O da şöyle cevap verdi:
Ben, Allah Resulü'nü (Sallallahu aleyhi ve Sellem) şöyle buyururken işittim:
"Kim dünyada
müminin bir ayıbını örterse, Aziz ve Celil olan Allah da kıyamet gÜnÜ onun
ayıbını örter." Bunu duyan Ebu Eyyub, Medine'ye geri döndü ve daha yükünü
indirmeden oracıkta (işittiği) bu hadisi nakletti.
*Hadisi Ahmed b. Hanbel bu şekilde munkatı olarak rivayet
etmiştir.
565. Radı b. Hayve dedi
ki: Mesleme b. Mahled'i şöyle derken işittim: Benı Mısır'da iken bir gün kapıcı
geldi ve: "Deve üzerinde bir bedevi kapının önünde içeri girmek için izin
istiyor" dedi. "Kimsin sen?" diye sordum. "Cabir b.
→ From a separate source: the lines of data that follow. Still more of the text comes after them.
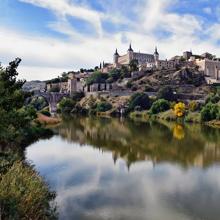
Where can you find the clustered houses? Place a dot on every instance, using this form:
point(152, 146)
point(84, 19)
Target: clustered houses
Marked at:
point(145, 61)
point(208, 64)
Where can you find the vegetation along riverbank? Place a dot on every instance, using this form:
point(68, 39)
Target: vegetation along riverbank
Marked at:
point(23, 193)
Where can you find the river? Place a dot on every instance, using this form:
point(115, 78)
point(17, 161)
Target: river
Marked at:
point(116, 169)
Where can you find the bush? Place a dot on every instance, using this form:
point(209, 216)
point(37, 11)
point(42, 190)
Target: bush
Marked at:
point(78, 96)
point(24, 195)
point(193, 117)
point(97, 77)
point(103, 106)
point(66, 105)
point(114, 74)
point(54, 89)
point(129, 84)
point(213, 98)
point(139, 99)
point(179, 109)
point(45, 112)
point(160, 105)
point(193, 106)
point(166, 93)
point(210, 112)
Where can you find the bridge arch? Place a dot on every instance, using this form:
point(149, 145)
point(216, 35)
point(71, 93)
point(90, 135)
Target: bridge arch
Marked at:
point(52, 98)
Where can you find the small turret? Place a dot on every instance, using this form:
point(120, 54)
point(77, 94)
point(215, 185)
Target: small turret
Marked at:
point(130, 48)
point(130, 53)
point(115, 58)
point(156, 54)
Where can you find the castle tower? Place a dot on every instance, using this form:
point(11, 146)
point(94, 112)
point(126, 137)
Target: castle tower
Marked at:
point(156, 55)
point(115, 58)
point(130, 53)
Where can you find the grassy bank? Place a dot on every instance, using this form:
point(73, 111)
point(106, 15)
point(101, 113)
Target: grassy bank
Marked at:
point(46, 120)
point(23, 193)
point(169, 115)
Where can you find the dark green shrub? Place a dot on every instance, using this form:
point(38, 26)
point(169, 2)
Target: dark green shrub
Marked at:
point(45, 112)
point(139, 99)
point(210, 112)
point(213, 98)
point(77, 96)
point(129, 84)
point(160, 105)
point(97, 77)
point(166, 93)
point(66, 105)
point(103, 106)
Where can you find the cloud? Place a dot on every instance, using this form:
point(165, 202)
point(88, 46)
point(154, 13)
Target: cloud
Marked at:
point(207, 10)
point(143, 20)
point(63, 8)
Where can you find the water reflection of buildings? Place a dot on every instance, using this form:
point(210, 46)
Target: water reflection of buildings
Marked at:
point(138, 142)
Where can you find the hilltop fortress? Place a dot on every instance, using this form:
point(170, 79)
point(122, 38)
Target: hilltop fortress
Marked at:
point(144, 60)
point(156, 72)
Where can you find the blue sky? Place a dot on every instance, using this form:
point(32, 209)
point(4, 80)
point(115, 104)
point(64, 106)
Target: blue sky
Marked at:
point(52, 36)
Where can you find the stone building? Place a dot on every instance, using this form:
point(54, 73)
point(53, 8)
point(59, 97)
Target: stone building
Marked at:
point(145, 61)
point(211, 69)
point(73, 84)
point(131, 55)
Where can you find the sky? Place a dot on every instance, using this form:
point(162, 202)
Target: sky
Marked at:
point(54, 36)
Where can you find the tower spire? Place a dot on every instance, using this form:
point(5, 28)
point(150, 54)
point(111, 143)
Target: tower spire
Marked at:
point(156, 51)
point(130, 48)
point(116, 52)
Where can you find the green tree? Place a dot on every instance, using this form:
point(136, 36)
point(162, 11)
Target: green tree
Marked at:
point(166, 93)
point(96, 77)
point(114, 74)
point(139, 99)
point(66, 105)
point(160, 105)
point(133, 65)
point(210, 112)
point(103, 106)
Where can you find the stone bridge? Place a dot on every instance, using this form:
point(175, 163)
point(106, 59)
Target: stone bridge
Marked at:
point(52, 98)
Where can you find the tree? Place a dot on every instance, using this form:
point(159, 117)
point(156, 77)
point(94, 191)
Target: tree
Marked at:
point(139, 99)
point(133, 65)
point(114, 74)
point(97, 77)
point(210, 112)
point(16, 121)
point(166, 93)
point(160, 105)
point(103, 106)
point(66, 105)
point(125, 72)
point(179, 109)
Abdullah el-Ensari" dedi. Bunu duyunca yukarıdan kendisine bakıp
seslendim: "Yaben aşağı ineyim, ya da sen yukarı çık" dedim. O da:
"Ne sen aşağı in, ne de ben yukarı çıkayım. Müminin ayıbım örtmekle ilgili
senin Allah Resulü'nden (Sallallahu aleyhi ve Sellem) rivayet ettiğin bir hadis
kulağıma geldi. Bunu senden duymak için geldim" dedi.
Ben de dedim ki: Allah
Resulü'nü (Sallallahu aleyhi ve Sellem): "Kim bir müminin bir ayıbını
örterse, diri diri toprağa gömÜlen bir kız çocuğunu diriltmiş gibi olur"
buyururken işittim. Bunu duyunca hemen devesini dürtükleyip geri döndü.
*Hadisi Taberani. el-Mu'cemu'l-evsat'ta rivayet etmiş olup
senedinde yer alan Ebu Sinan el-Kasmeli'yi ibn Hibban ve bir rivayete göre ibn
Hıraş güvenilir kabul ederken, Ahmed b. Hanbel, Buharı ve Yahya b. Main zayıf
saymışlardır.
566. Ebu Musa
el-Eş'ari'nin bildirdiğine göre Resulullah (Sallallahu aleyhi ve Sellem):
"Doğudan ve Batıdan insanlar ilim öğrenmek maksadıyla yolculuğa çıkarlar,
fakat Medine aliminden -veya Medine halkının aliminden- daha bilgilisini
bulamazlar" buyurmuştur.
*Taberani el-Mu'cemu'l-kebir'de rivayet etmiş olup senedinde
Abdullah b. Muhammed b. Akıl çoğunluğun nazarında zayıftır.